The decision to start my own collection advisory business stemmed from continual house visits when working for an auction house, where I was met with a similar scenario, representatives of a collector’s estate left to divest of the collection under duress with little information nor time. In addressing this, I work with active collectors to devise strategies for deaccession. In tandem, as a younger participant in the industry, I work closely with New Collectors. This is a demographic that is more technologically connected to their markets of interest and they are participating in the auction room, albeit mostly remotely, like never before. Bruce E. McKinney’s data in his January 2020 article “The Pie is getting Larger” for Rare Book Hub, although not addressing demographics directly, indicates a year over year net increase of bidder participation across the fields of rare books, print material, photography, and ephemera. As McKinney states:

 

As part of the Rare Book Hub / Americana Exchange database project we record auction statistics and the numbers are many, almost a blur.  But consider this.  The number of lots offered, percentage of lots sold and the median sale price over the past 5 years, have all increased, suggesting the collectible paper market, at the auction level at least, is growing.  In real terms, in 2015, 423,000 lots were offered and this year a projected 510,000 when all the lots are counted, an increase of 18,000 lots annually [3.92%] that has also seen a rising percentage of lots selling, increasing from 73% to almost 77% over the same period.  That can’t happen without more participation and according to our sign-ups, it’s collectors that are making the difference.

 

This is certainly the case amongst my clientele as well. The young, fueled by expert online research skills and creative approaches to subject collecting, are mitigating risky purchasing decisions at a considerably quicker rate than that of their predecessors.
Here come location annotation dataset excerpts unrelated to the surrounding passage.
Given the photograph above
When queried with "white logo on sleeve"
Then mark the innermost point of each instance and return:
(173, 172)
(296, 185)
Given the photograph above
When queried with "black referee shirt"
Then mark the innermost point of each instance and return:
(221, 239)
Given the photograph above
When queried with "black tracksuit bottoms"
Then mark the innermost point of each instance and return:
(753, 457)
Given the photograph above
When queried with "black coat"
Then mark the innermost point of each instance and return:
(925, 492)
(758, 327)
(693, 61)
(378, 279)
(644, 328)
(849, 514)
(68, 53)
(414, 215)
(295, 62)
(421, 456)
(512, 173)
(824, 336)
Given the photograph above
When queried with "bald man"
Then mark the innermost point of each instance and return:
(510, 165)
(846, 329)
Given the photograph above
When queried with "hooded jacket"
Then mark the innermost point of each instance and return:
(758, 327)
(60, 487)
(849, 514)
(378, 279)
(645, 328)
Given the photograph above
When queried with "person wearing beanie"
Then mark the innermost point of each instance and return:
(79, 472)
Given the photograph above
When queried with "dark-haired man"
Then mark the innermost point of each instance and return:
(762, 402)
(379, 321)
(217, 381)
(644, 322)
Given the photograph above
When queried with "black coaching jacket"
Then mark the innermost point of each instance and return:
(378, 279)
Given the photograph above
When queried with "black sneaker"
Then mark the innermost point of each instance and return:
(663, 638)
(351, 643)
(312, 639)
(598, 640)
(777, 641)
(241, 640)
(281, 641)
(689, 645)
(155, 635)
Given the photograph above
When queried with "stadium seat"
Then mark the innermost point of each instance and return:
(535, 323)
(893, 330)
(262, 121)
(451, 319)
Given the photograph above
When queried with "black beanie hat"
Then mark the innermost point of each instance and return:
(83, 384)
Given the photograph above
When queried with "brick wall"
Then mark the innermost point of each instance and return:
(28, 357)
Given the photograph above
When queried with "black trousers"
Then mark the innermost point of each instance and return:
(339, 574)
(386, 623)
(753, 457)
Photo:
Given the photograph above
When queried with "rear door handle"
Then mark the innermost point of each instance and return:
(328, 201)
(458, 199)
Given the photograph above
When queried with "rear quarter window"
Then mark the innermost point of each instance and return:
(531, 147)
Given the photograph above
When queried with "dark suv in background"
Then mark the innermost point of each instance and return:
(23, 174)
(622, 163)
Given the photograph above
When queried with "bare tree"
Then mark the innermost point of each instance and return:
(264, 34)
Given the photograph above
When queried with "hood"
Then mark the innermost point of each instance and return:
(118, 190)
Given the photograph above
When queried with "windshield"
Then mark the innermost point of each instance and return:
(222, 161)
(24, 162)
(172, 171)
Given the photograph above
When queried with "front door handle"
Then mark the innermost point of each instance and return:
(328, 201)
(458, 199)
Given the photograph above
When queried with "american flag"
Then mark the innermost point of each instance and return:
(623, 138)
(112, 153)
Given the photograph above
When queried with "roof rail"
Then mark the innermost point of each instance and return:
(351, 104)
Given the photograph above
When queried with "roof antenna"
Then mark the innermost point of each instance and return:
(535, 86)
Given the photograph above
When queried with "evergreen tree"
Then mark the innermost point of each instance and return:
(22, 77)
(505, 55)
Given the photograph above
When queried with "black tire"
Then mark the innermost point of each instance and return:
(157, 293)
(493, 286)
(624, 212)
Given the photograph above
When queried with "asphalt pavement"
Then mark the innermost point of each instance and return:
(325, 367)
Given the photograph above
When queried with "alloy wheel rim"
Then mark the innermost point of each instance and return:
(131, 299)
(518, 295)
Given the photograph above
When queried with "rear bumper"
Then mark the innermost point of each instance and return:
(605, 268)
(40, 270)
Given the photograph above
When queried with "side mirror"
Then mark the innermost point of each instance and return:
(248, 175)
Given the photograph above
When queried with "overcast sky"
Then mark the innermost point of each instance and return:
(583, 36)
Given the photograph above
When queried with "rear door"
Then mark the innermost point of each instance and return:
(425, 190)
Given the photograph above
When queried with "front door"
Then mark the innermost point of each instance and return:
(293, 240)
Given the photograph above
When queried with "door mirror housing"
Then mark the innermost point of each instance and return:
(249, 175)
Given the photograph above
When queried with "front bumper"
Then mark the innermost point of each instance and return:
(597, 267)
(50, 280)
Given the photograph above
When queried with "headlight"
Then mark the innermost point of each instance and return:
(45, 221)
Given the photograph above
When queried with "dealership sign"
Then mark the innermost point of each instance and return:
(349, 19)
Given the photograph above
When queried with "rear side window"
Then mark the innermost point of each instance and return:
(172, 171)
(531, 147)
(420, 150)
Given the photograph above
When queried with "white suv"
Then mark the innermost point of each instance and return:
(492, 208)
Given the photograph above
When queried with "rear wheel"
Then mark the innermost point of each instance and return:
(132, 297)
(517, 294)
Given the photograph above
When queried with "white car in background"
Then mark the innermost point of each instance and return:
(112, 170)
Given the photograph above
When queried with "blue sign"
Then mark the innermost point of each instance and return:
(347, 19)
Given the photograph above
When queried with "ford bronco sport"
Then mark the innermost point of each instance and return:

They simply have access to more information and opinions that allow them to make educated decisions. Credit should be paid to the improved transparency within the Trade itself. Concurrent to this emerging trend, middle and late-stage collectors are making use of increasingly inexpensive and accessible collection management software, combined with subscriptions to auction result aggregators, to better understand how their collections relate to the larger market place within which they are involved. It is an exciting time to be working with collectors engaged in this paradigmatic shift.